Elections of the Dutch Senate were held on 29 May 2007, following the provincial elections on 7 March 2007. The 564 members of the twelve States-Provincial elected the 75 Senate members. The new Senate was installed on 12 June 2007.

Prominent Candidates
Prominent PvdA member and former MP Klaas de Vries was put on a very low place on the PvdA list of candidates by the advisory committee, he was unlikely to be elected. After some internal consternation the congress however decided to place him on an eligible place. He was indeed elected

Another prominent candidate was human-rights lawyer Britta Böhler, who stood successfully for the GreenLeft.

Results

Seat allocation
Three combined lists entered the election, the CDA together with the ChristianUnion and the SGP, the VVD together with D66 and the OSF and the GreenLeft together with the PvdD. The plans for a combined list of PvdA/SP/GreenLeft/PvdD failed because of the rising tensions between SP and PvdA.

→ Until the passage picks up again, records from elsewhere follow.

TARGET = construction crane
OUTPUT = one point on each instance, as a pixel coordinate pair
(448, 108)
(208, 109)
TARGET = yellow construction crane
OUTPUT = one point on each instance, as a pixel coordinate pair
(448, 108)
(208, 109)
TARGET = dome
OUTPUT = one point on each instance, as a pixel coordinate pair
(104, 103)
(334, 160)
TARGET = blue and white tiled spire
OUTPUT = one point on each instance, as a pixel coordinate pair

Two parties profited from the remainder seat allocation, using D'Hondt method, the SP and the CDA. These are therefore slightly overrepresented.

In North Holland one GreenLeft member of the provincial council voted incorrectly: in a panic attack she made all nine boxes of GreenLeft MPs red. This meant that the combined list of the GreenLeft and the Party for the Animals got one seat less, which would otherwise have been allocated in the remainder seat distribution. This seat would have gone to the PvdD.

Five candidates were elected because of preference votes. Düzgün Yildirim for the SP, Hans Engels for D66, Jan Laurier for the GreenLeft, Joyce Sylvester for the CDA and Hans Klein Breteler for the CDA.